Slam Dunk 13
Posted: March 29, 2011 Filed under: Slam Dunk Leave a comment »Takehiko Inoue – Viz – 2010 – 31 volumes
Though Hikaru no Go has ended, I still have Slam Dunk to give me my sports manga fix (if Go can be considered a sport… in manga, it’s the same idea). I don’t like this series as much as Hikaru no Go, or even Eyeshield 21, but it’s still an awful lot of fun to read.
There’s not much to say about this volume. They play basketball vigorously. Shohoku is still fending off Kainan tooth and nail, and this volume barely makes it through the first half of the game. While, of course, the boys still have to work together as a team, this volume is all about Rukawa and his showboating. And to Rukawa’s credit, he is spectacular, and not really trying to show off. He’s just trying to win, and doing whatever it takes to get him there.
What’s really great is that everyone, players and audience included, still has such an extreme reaction to a slam dunk.
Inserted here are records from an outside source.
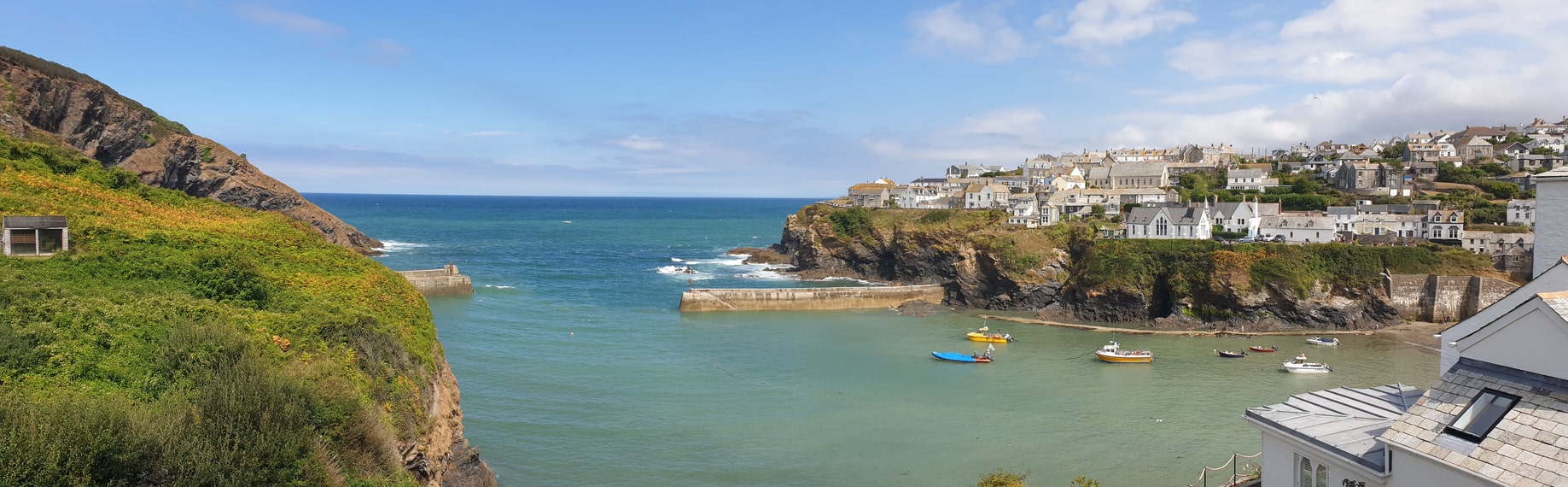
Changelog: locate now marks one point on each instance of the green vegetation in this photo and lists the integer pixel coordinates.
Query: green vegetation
(1002, 478)
(160, 126)
(184, 341)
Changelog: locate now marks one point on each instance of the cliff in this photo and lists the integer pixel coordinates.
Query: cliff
(43, 101)
(1064, 273)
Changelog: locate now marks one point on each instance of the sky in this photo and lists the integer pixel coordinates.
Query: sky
(788, 97)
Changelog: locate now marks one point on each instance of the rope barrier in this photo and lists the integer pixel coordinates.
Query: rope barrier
(1203, 478)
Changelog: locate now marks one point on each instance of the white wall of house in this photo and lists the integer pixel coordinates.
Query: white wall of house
(1528, 338)
(1419, 470)
(1283, 464)
(1551, 234)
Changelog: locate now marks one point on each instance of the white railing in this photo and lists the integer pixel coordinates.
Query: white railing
(1236, 477)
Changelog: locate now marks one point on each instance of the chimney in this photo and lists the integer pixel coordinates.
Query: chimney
(1551, 234)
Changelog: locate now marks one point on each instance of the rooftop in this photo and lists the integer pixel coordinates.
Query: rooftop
(1346, 421)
I love that it’s the name of the series, so that every time it happens, it’s like saying a special password that causes everything to stop and go haywire.
There’s not a whole lot to the success of this series, it’s just really, really entertaining to watch the characters play basketball, and the volume’s always over in a heartbeat. Like most of the best sports manga, you get drawn into the enthusiasm courtesy of a handful of great characters. Even though I don’t care about basketball, I still really want to see Sakuragi play. He wants to play so bad. He does play here, and it is both entertaining and genuinely awesome.
I think it’s interesting that the game’s only about half over at the end of this volume. I’m willing to bet that it won’t end until at least volume 15. And that’s the halfway point of the series, meaning that we will have gone 15 volumes and only seen… really, two major games, right? That blows my mind. It’s crazy, but it works really well for Slam Dunk. I don’t know that many modern sports manga could pull something like that off. What’s even more interesting is that the only hints we’ve been given about the next opponent are some smarmy comments from the peanut gallery that almost reminded me of Prince of Tennis opponents. You know. The kind that are completely full of themselves, and you really want to see their smug faces pounded into the tennis court. Most sports manga I’ve read are all about showing off the next opponent, or the next series of difficult opponents so that you know just how hard the coming games will be, but not Slam Dunk. The whole focus is on the current game.
But yes. Still good, I promise. At this point, you’re either reading or you’re not, so I doubt this review’s going to convince anyone, but just in case… still not boring! Still great! Not my favorite, but still quite good.